The different levels of giving include: Bearcat Club - $100-$ 249; Coaches Club - $250-$ 499; Athletic Director's Club - $500- $999; Spadafore Club - $1,000- $4,999; Skinner Club - $5,000- $9,999; and the McKinney Club - $10,000 and up. The club level donors will receive recognition to include a certifi- cate, and a recognition plaque at the school. The Spadafore, Skinner and McKinney club donors will also receive various season sporting events passes.

FMF is also offering two clubs where the donor will be recognized with a certificate: The Square Foot Club donation equates to the cost of one square-foot of the completed field for $7; and The Square Yard Club donation equates to one square-yard of the completed field for $60.

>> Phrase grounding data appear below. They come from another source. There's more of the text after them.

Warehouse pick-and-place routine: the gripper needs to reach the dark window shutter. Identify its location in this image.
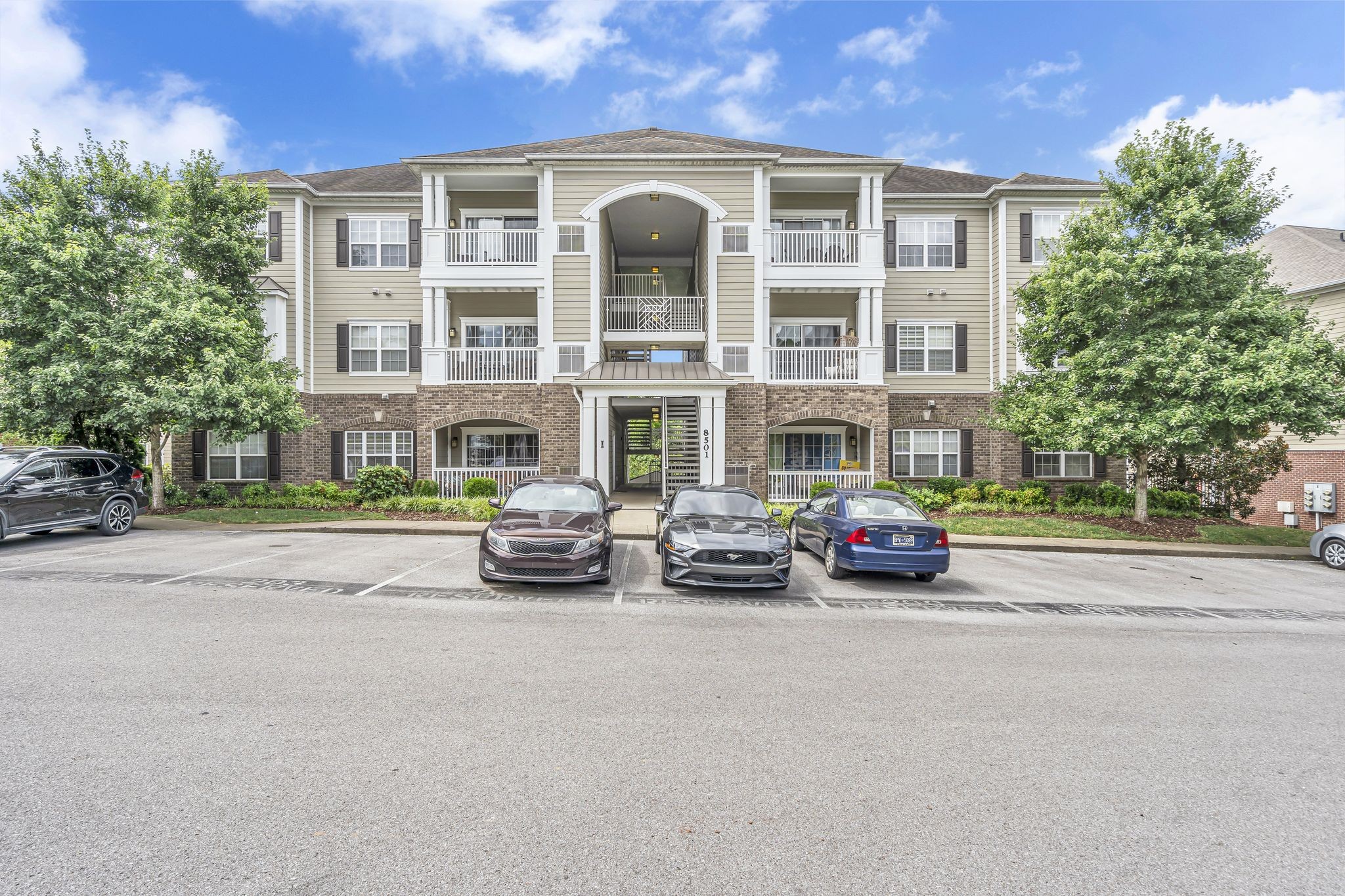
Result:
[406,324,421,371]
[267,430,280,482]
[191,430,206,480]
[332,430,345,482]
[267,211,280,262]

Now is the time to show your Grafton High School spirit, let's keep the donations coming.

To learn more about Friends of McKinney Field, check out www.friendsofmckinneyfield. org, or Like the organization on Facebook. To make a donation, make your check out to Grafton High school, with Friends of McKinney Field on the memo line, and send it to P.O. Box 341, Grafton, West Virginia 26354.

Becky Nicholas was in attendance at the meeting to give the board an attendance update. These numbers reflect the school year, starting on Aug. 23, 2012 and going through Jan. 17, 2013.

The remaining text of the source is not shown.